Steam's L4D2 pre-order price shock - it's reasonable

· by Steve · Read in about 4 min · (654 Words)

I like Steam. Sure, you’ve got all the people moaning about not being able to sell on their games afterwards, but I don’t care about that - maybe because I don’t buy that many games compared to some, and I tend to hold on to them regardless more often than not.

It’s the nearest thing to XBox Live on the PC and it does a pretty good job of it. Buying games and keeping them up to date is simple, and it’s indie-friendly with far less of the snooty attitide that seems to be increasing in the console online marketplaces now they’re established.

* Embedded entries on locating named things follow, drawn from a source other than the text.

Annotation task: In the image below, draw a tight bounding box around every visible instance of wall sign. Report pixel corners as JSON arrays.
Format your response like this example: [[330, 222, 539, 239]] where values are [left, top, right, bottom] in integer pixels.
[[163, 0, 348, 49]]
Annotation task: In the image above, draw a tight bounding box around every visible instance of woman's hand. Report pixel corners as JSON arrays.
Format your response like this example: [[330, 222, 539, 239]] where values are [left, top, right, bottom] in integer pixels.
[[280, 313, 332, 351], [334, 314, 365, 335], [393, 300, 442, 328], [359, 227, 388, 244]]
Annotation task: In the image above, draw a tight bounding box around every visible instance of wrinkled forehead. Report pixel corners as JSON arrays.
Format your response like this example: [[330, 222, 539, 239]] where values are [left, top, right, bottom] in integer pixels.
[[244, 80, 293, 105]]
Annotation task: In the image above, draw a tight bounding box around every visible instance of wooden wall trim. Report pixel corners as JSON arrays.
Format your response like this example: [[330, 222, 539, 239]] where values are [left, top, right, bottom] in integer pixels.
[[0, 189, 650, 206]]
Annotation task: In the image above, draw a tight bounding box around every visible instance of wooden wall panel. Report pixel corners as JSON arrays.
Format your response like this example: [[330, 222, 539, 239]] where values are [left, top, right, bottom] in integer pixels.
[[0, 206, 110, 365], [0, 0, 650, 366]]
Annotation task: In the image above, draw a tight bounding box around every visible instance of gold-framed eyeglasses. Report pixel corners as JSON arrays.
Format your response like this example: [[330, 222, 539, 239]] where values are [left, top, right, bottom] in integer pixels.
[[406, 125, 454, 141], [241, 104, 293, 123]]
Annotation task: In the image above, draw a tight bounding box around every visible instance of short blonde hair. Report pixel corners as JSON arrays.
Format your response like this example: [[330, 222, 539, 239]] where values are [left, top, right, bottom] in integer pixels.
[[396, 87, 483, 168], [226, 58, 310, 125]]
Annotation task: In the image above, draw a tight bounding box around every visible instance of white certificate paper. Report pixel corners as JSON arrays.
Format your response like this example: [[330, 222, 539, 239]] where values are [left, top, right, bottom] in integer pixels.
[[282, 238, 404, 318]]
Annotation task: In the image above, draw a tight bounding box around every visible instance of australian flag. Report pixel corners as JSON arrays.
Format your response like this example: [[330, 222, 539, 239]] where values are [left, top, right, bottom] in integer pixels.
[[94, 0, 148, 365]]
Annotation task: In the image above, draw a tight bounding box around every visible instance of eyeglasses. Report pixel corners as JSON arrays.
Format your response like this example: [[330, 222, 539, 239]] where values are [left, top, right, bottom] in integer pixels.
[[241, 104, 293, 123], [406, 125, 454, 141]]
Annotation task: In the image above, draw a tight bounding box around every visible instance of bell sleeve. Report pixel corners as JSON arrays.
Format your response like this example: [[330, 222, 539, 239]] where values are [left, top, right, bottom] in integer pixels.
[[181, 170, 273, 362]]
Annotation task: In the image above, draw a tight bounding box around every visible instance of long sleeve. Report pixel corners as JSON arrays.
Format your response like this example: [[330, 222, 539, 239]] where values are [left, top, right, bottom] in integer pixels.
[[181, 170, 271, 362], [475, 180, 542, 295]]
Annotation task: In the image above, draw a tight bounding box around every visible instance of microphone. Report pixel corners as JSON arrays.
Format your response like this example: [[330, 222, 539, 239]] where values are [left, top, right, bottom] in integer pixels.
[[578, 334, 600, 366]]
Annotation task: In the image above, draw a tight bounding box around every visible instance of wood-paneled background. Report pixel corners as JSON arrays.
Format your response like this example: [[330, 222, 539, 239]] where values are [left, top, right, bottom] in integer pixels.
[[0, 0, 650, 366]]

But one thing holds it back - prices. The simple fact is that it should be cheaper to buy a game online than to buy it in a physical box. To say otherwise is utter madness - after all the boxes have to be manufactured, shipped, placed on shelves and waved through a barcode scanner by a bored teenager on their Saturday job - each stage of which sucks a little more money out of the loop. Even Amazon has to handle physical boxes and add or pay for postage & packaging. The cost of some digital storage and bandwidth pales in comparison, so why can I buy most of the games on Steam for less on Amazon, and even in my local HMV? It’s insanity.

My feeling is that this bizarre situation is forced upon them by publishers, who are simultaneously being leaned on by the physical retailers. This is backed up by the fact that any game that is not by Valve, and is also available in stores, is more expensive on Steam than it is in the shops. I guess if Best Buy threatens not to put your game on the shelf if you let Steam sell it for less, you don’t have much choice but to comply, even if that actually perpetuates the reatiler’s control over the industry, to everyone elses detriment.

Anyway, we were playing Left 4 Dead’s Crash Course expansion (pleasantly free on PC, and a superior experience there anyway) and helpfully a Left 4 Dead 2 pre-order offer popped up after we finished the game. The hooks that were offered were early access to the game and demo, and an exclusive in-game baseball bat. The asking price: £26.99, discounted from the normal price of £29.99. My first reaction was ‘ok, but it’ll be cheaper on Amazon’: except that when I looked, it wasn’t. It was precisely the same price in fact (although in this case Amazon discounted it from £34.99).

So, we pre-ordered on Steam since I’m sure it’s going to be awesome. Still, I think it could be even cheaper given that Valve must get much less than that from Amazon’s sale of the game. Hopefully as digital distribution continues to mature, we’ll see the prices come down. Games are too expensive at retail by a large margin  (particularly on consoles), it’s hampering mainstream adoption, driving the second-hand sales market and piracy, and making the hit-driven mentality of the industry worse. Games need to be cheaper at first purchase, and need to sell for longer outside the first month on sale. Movies make the majority of their money from DVDs, not the box office, but the ‘big’ games are still stuck in a chase for a box-office smash. Services like Steam provide a route to a more sustainable model - and by sustainable I don’t just mean the environmental benefits of not manufacturing more plastic and shuttling it around the world with fossil fuels, I mean that games could last longer there and provide a longer tail return for their developers, all while costing the public less.

Ah well - I guess parity is at least a start. We won’t make much more progress towards sanity until the hands of the big retailers can be slowly prised from the throat of the industry.